N° 233
du 20/08/2001

Côte d'Ivoire


Charnier de Yopougon:
acquittement pour les gendarmes

Le tribunal militaire d'Abidjan a acquitté huit gendarmes accusés dans l'affaire du charnier de Yopougon (banlieue d'Abidjan), où 57 corps avaient été découverts le 27 octobre 2000, estimant que leur implication n'avait pu être prouvée.
"Compte tenu du caractère exceptionnel du procès", le président Deli Sépleu a exposé après la lecture du verdict une série de "zones d'ombres" expliquant la décision du tribunal.
Au terme de quatre jours d'audience, le président Sépleu a longuement critiqué l'instruction, entamée par la justice civile, puis transmise au parquet militaire, qui ne l'a pas complétée.
"Le problème clé est l'imputabilité: les débats n'ont pas permis d'établir de façon irréfutable si ce sont les huit gendarmes qui ont participé au charnier", a souligné le président.
Absence d'expertises sur les balles ayant tué les victimes et sur des traces de pneus retrouvées sur place, présence de morts par noyade ou à l'arme blanche, aucun témoignage recueilli sur place pour corroborer les rafles qu'auraient menées les gendarmes: les insuffisances de l'instruction étaient importantes.
Le commissaire du gouvernement (procureur) avait requis la perpétuité contre les inculpés, affichant son "intime conviction" qu'ils avaient procédé dans le quartier populaire d'Abobo à des rafles de partisans supposés de l'ancien Premier ministre Alassane Ouattara, qui manifestaient pour réclamer un nouveau scrutin.
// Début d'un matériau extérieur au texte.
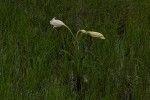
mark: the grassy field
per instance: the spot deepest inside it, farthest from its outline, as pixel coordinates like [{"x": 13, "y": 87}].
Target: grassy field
[{"x": 36, "y": 60}]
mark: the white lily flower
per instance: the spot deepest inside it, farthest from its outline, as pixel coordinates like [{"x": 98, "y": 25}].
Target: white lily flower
[
  {"x": 56, "y": 23},
  {"x": 93, "y": 34}
]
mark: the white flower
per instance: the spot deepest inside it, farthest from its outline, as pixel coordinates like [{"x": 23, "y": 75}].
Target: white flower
[
  {"x": 56, "y": 23},
  {"x": 93, "y": 34}
]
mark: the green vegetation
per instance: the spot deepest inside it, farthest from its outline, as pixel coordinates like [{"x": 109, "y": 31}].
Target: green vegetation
[{"x": 36, "y": 60}]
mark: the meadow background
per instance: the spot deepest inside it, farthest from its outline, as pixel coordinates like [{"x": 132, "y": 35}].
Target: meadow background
[{"x": 33, "y": 66}]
La tuerie aurait été une "vengeance" après qu'un de leurs officiers eut été tué.
En l'absence de tout témoin à charge - douze ont refusé de venir déposer, soulignant craindre pour leur sécurité puisque le procès se déroulait dans un camp de gendarmerie - l'accusation a échoué à apporter des preuves.
Une commission d'enquête de l'ONU avait estimé fin juillet dans un rapport que l'implication dans la tuerie de gendarmes du camp d'Abobo "semble être indiscutable".
Elle avait recommandé des expertises supplémentaires, notamment balistiques, et avait pu interroger deux hommes se présentant comme des rescapés, jugés crédibles par la commission, mais qui ont toujours refusé de répondre à la justice ivoirienne.

Réactions :

Le Mouvement ivoirien des droits de l'Homme (MIDH), dont la demande de constitution de partie civile avait été déclarée irrecevable, s'est dit "déçu", tout en estimant que "notre justice elle-même a ¦uvré de sorte à rendre une telle décision". "Cette décision prouve la pertinence du conseil que nous avions donné aux victimes de porter plainte devant la justice belge, (...) on voit aujourd'hui que cette démarche était nécessaire", a déclaré Me Ibrahima Doumbia, vice-président du MIDH.
Le parquet de Bruxelles a en effet jugé recevable le 1er août la plainte pour crime contre l'humanité déposée en Belgique par plus de 150 personnes contre le président de la Côte d'Ivoire Laurent Gbagbo, deux de ses ministres et aussi contre le chef de l'ex-junte, le général Robert Gueï.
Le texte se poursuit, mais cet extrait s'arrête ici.